SPERLING: That was, unfortunately, misreported in a lot of newspapers. Just to be clear, on spending savings, you already have locked in $1 trillion, actually, $1.1 trillion in discretionary savings and interest savings from the negotiations, the Budget Control Act last year, very significant. You have hundreds of billions of more spending savings that are coming from ending the war in Iraq and Afghanistan.
On top of that, the president’s budget puts forward $600 billion in entitlement savings, about $350 billion in health entitlement savings, such as in Medicare, and another $250 billion. That together with the revenue you’d raise from raising rates on the highest-income Americans also reduces significant spending in interest.
So this is a plan that’s very balanced. It’s strong on spending cuts. But, listen, we are in divided government. We know there has to be back-and-forth and compromise. So if they disagree on the -- what the components of or the form or shape or even size of our spending cuts, they should come forward with a specific offer, and then we can have that discussion.
It doesn’t have to be public. It could be private. But it’s time for them to say, here’s what our counteroffer is.
GOLDMAN: Well, we have less than a minute left, but I want to ask you on rates, is there any daylight for the White House in raising the rates between what they are now and the Clinton-era levels for the top earners?
SPERLING: You know what? The president has said is there’s no way he’s extending rates at the current Bush level. We’ve made very clear that rates have to go up, that while limiting deductions for high-income Americans can be part of an overall revenue solution, it’s actually part of the president’s current plan, you can’t get there just by limiting deductions.
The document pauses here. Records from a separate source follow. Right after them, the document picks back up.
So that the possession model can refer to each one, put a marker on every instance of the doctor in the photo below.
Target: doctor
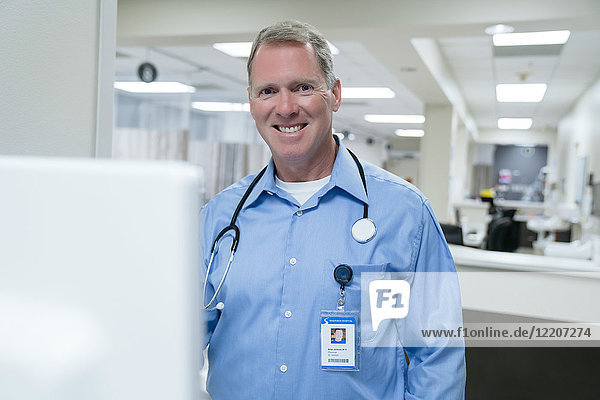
(295, 226)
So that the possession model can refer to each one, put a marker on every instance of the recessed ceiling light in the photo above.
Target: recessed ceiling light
(395, 119)
(154, 87)
(499, 28)
(367, 93)
(531, 38)
(521, 92)
(514, 123)
(410, 132)
(216, 106)
(243, 49)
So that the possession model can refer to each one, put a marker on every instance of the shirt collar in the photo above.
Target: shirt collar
(344, 175)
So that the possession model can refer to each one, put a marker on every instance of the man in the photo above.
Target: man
(295, 227)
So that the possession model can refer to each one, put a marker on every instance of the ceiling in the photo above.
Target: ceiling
(427, 52)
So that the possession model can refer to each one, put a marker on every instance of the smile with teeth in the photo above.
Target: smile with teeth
(289, 129)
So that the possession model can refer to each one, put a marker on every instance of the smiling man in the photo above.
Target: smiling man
(295, 223)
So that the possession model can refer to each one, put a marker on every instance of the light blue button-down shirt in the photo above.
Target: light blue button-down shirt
(265, 343)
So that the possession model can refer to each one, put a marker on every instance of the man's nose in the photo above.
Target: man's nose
(287, 103)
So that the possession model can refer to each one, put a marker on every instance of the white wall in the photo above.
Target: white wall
(578, 136)
(374, 153)
(434, 162)
(49, 79)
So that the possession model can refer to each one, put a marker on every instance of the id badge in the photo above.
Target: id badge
(340, 339)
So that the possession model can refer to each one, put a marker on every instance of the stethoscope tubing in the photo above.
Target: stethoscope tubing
(236, 233)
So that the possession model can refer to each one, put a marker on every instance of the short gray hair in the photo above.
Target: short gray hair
(300, 32)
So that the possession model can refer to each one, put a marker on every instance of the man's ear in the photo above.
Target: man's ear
(337, 94)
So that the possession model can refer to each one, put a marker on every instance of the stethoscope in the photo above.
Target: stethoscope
(363, 230)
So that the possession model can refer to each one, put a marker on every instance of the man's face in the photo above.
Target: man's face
(291, 104)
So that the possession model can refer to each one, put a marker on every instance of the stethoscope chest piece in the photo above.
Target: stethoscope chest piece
(363, 230)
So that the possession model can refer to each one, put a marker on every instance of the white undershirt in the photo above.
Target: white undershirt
(302, 191)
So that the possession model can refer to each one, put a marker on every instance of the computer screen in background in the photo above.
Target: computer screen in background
(99, 285)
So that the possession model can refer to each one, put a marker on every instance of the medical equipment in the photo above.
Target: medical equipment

If you do that, you will inevitably force the need to raise taxes on middle-class Americans simply to not raise rates on the most fortunate. That’s not something the American public supports. That’s something President Obama has clearly been against. That was a key issue in this election.
So the president’s been pretty -- been quite strong. Again, the president -- you know, if they have specific ideas they want to put forward, they should do so. The president’s always been clear. He’s willing to review specific ideas they put forward, but he’s been very clear, rates have to go up, and he’s also been quite clear in saying that the rates that existed under President Clinton, we know from past, the past, are consistent with an era of strong job growth, strong small-business growth, and strong productivity.
GOLDMAN: All right. Gene Sperling, thank you very much. Hopefully we’ll be able to talk to you more between now and whenever we do get that deal.
SPERLING: We’d be happy to. Thank you.